Blake is Haida, Lingít and Ahtna Athabascan.

A lot of the money is going toward campaign signs. She said they’ve been popular, she thinks in part because of the attractive design by local artist Ricky Tagaban.

“So many people are like, ‘I want a sign! I want a sign!’ So many people want the giant signs, and like, those are crazy expensive! … They’re almost $400 a sign. … I’m sure I could have gotten it cheaper but I really wanted to support Juneau business and those are printed here in Juneau.”

Blake has two opponents in the District 1 Assembly race: Paul Kelly and Troy Wuyts-Smith.

Kelly said Blake’s campaign cash gives her advantages with staff, signs and last-minute outreach. But Kelly said he may have made up for it by starting his campaign early, putting in time at events and pounding the pavement.

“However I’m playing the long game. I have knocked on over 1,200 doors so far and I continue to knock on doors,” Kelly said. “I think it’s anyone’s guess as to whether that gives her an advantage overall.”

Kelly’s campaign had raised nearly $10,000 as of Sept. 7.

Troy Wuyts-Smith is mostly self-funding his campaign. He said it’s been difficult to build a team as a relative newcomer to Juneau and with a campaign focused on mental health issues. He said that without the previous government experience that Blake and Kelly have, people may think he’s unqualified.

“That’s not the case at all.
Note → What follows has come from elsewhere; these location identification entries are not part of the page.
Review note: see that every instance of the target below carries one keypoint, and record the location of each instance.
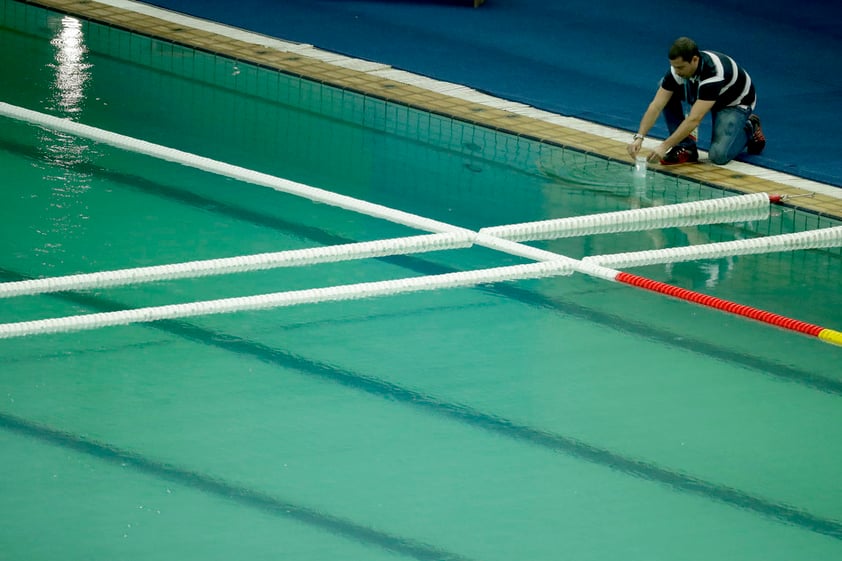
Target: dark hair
(684, 48)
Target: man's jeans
(731, 130)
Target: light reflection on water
(66, 210)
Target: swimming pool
(542, 418)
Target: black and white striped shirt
(718, 78)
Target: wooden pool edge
(452, 100)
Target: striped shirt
(718, 78)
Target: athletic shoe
(680, 155)
(757, 142)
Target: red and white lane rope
(502, 238)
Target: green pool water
(562, 418)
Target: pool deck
(460, 102)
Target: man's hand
(634, 146)
(658, 153)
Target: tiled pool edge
(453, 100)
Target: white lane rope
(446, 236)
(240, 264)
(739, 208)
(289, 298)
(815, 239)
(227, 170)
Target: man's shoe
(757, 142)
(680, 155)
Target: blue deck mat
(598, 61)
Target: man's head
(684, 57)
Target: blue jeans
(731, 130)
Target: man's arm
(688, 125)
(662, 97)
I mean, you’ve seen this all around the country of Ilhan Omar, Alexandria Ocasio-Cortez — it’s not about who has the most experience … or the — whatever you deem are the best qualifications. It’s about who has a great voice, who can listen to the people and, you know, push Juneau in a forward direction,” Wuyts-Smith said.

Many candidates for local office never intend to raise or spend more than $5,000 combined. State law says, if you stay under that threshold, just file a letter saying so and you’re mostly finished with disclosures for the season.

In the Juneau Assembly District 2 race, incumbent Michelle Hale opted to do that. Her opponent for the District 2 seat is Kelly Fishler, who raised about $4,800 as of Sept. 7.

And incumbent Mayor Beth Weldon is unopposed. Her campaign only reported $714 of activity as of Sept. 7.

Of the eight candidates for Juneau Board of Education, all but one opted to stay below the $5,000 threshold. Wiljordan V. Sangster is the exception. Sangster is past due to file paperwork with the Alaska Public Offices Commission, the state agency that serves as the clearinghouse for campaign finances. Sangster did not respond to requests for comment and may be subject to fines.

Juneau’s local election is being held by mail. Ballots should have arrived in local mailboxes last week. Ballots must be dropped off or postmarked no later than Oct. 5. Ballots are also available in person at city vote centers through Oct. 5.

Disclosure: Two members of KTOO’s board of directors are among Barbara ‘Wáahlaal Gíidaak Blake’s campaign donors. The board isn’t involved in daily newsroom decisions.